No idea about channel 4's, it might not have been digital at the start but if it was then I'd have thought that would have gone through a similar design process at the IBAs engineering dept.


C4's clock was produced by a GEC McMicheal crate, from the outset in Nov 82,
NG
noggin Founding member

The BBCs on screen clocks including the BAT used at breakfast were designed and created in-house in their massive R&D department, they weren't bought off the shelf or knocked up in a couple of weeks.


Not sure they were created by BBC Research. Most hardware was created either by Designs Department or Studio Capital Projects Dept AUI - which were very separate. R&D were very much the blue-sky thinkers. If they did develop hardware to be actually deployed, it then went elsewhere to be engineered into a product and manufactured.
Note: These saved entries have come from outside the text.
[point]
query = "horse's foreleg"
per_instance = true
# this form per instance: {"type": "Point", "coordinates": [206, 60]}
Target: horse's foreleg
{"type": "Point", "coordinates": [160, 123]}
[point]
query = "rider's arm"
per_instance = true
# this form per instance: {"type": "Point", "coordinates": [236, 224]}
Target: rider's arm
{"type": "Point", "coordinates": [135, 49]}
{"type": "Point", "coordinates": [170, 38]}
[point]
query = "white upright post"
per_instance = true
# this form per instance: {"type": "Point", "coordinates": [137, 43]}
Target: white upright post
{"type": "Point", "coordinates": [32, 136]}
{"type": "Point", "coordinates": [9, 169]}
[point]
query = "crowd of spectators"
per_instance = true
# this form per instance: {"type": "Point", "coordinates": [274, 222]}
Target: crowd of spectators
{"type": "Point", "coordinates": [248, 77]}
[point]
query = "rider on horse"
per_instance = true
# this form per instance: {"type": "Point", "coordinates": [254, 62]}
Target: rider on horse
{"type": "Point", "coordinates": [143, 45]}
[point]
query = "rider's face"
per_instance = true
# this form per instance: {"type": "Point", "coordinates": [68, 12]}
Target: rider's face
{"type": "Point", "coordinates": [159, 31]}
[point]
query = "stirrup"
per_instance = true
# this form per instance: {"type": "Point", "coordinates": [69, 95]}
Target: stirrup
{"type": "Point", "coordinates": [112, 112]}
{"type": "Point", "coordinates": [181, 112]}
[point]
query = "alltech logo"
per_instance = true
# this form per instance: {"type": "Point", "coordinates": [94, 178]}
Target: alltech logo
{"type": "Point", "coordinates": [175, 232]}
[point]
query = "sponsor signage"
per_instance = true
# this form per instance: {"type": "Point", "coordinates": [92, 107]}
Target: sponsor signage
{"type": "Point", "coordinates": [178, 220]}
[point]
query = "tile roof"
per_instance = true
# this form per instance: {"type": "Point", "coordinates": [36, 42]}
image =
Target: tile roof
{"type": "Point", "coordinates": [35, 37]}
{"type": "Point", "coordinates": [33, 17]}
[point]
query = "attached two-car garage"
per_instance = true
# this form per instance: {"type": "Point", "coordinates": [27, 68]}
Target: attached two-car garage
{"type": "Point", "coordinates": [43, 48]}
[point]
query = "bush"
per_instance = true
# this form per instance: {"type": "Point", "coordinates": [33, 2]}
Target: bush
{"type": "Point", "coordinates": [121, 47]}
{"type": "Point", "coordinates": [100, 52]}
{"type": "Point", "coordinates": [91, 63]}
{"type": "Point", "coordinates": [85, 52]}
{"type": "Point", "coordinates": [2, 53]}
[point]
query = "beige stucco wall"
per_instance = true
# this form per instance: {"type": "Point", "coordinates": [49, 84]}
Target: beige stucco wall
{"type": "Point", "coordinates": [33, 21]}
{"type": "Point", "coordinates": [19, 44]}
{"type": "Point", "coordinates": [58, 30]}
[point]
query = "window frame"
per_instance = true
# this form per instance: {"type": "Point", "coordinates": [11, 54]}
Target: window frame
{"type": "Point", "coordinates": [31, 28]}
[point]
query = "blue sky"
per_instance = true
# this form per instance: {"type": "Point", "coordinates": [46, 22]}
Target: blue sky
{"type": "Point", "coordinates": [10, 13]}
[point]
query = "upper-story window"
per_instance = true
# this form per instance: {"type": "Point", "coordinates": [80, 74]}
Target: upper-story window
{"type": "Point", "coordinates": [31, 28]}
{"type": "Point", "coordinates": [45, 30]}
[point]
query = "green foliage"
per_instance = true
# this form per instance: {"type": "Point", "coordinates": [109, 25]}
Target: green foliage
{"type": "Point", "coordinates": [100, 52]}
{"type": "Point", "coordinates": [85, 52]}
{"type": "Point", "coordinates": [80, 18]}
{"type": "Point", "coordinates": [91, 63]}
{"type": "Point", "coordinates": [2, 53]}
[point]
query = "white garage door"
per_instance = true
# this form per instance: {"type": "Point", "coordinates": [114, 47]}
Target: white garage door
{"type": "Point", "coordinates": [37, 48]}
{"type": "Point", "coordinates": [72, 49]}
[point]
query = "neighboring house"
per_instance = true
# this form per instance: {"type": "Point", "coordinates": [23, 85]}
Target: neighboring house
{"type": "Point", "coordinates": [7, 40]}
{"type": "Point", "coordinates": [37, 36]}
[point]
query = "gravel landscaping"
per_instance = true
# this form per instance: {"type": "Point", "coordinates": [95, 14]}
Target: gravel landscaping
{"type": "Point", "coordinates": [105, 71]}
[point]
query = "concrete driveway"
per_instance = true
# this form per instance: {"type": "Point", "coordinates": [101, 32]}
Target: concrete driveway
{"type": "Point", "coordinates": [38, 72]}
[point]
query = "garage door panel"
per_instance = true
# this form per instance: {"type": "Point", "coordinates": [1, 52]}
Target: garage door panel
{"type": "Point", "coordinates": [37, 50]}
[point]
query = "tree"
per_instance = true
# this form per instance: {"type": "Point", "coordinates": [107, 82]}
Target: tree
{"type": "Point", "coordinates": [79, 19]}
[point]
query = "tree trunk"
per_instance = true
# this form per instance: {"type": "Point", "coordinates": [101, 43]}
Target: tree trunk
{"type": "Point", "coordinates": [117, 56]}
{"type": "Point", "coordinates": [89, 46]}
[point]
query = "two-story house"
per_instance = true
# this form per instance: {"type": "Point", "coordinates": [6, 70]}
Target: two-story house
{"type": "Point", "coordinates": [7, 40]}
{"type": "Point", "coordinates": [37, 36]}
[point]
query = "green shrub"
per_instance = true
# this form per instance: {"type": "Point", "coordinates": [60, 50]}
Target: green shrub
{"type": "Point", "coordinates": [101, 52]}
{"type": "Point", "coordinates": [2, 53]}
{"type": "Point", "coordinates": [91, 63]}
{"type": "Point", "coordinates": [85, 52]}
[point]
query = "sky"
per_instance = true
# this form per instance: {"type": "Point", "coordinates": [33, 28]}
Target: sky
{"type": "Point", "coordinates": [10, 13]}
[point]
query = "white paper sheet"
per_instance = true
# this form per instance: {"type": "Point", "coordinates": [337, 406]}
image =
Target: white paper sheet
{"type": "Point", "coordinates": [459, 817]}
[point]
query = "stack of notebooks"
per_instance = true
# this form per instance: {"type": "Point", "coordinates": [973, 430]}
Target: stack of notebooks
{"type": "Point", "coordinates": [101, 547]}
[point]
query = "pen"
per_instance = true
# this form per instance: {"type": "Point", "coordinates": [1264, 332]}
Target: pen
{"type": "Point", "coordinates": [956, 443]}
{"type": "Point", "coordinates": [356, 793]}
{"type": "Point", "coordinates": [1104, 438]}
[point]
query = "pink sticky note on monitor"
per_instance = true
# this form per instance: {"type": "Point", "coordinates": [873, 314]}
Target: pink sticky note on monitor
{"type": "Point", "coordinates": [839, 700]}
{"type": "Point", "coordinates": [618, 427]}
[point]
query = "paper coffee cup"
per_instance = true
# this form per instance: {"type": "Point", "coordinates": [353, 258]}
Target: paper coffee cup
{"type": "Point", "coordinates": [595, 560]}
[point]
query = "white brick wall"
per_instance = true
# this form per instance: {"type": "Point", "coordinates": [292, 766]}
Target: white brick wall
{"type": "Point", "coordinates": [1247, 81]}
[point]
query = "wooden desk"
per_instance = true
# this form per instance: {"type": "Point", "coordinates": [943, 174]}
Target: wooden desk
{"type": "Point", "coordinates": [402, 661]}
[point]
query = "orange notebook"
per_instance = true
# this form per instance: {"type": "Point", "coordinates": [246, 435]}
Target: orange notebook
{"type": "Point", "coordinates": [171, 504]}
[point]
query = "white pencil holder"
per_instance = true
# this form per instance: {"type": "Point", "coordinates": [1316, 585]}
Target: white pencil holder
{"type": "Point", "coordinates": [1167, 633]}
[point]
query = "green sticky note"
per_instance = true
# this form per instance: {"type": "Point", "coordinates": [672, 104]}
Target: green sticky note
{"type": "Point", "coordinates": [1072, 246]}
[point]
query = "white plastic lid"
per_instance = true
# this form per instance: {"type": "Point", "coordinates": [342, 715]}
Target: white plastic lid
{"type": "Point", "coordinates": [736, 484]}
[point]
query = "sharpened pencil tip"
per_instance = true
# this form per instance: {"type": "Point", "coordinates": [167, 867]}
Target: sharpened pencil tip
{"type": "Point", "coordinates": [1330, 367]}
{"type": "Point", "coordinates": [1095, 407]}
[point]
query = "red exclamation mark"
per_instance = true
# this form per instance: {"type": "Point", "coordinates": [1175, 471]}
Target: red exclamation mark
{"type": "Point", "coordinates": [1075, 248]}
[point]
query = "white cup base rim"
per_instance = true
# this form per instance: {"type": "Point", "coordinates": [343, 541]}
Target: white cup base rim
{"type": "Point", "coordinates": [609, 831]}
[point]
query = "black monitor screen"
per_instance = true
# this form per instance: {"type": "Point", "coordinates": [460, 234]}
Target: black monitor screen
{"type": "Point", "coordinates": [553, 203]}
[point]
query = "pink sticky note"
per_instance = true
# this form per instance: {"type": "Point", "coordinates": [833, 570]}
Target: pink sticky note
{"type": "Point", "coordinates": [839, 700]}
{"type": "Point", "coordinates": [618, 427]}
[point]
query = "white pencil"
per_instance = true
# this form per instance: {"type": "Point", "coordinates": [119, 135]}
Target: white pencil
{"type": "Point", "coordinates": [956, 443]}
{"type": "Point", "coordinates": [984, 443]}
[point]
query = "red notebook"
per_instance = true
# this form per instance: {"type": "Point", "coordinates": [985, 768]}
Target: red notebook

This has some information on the GNAT which was used by the BBC towards the end of the life of on-screen pres clocks in the UK http://www.bbceng.info/Designs/designs_reminiscences/richard_russell_part2/rtrbbc.html

This details the earlier, c1979, BBC Two electronic clock http://www.bbceng.info/Designs/designs_reminiscences/Richard_Russell/rtrdd.html

Both made by Designs Dept. not Research Dept.
IS
Inspector Sands

Not sure they were created by BBC Research. Most hardware was created either by Designs Department or Studio Capital Projects Dept AUI - which were very separate. R&D were very much the blue-sky thinkers. If they did develop hardware to be actually deployed, it then went elsewhere to be engineered into a product and manufactured.

Both made by Designs Dept. not Research Dept.

Thanks for that, I was just using that as a generic term.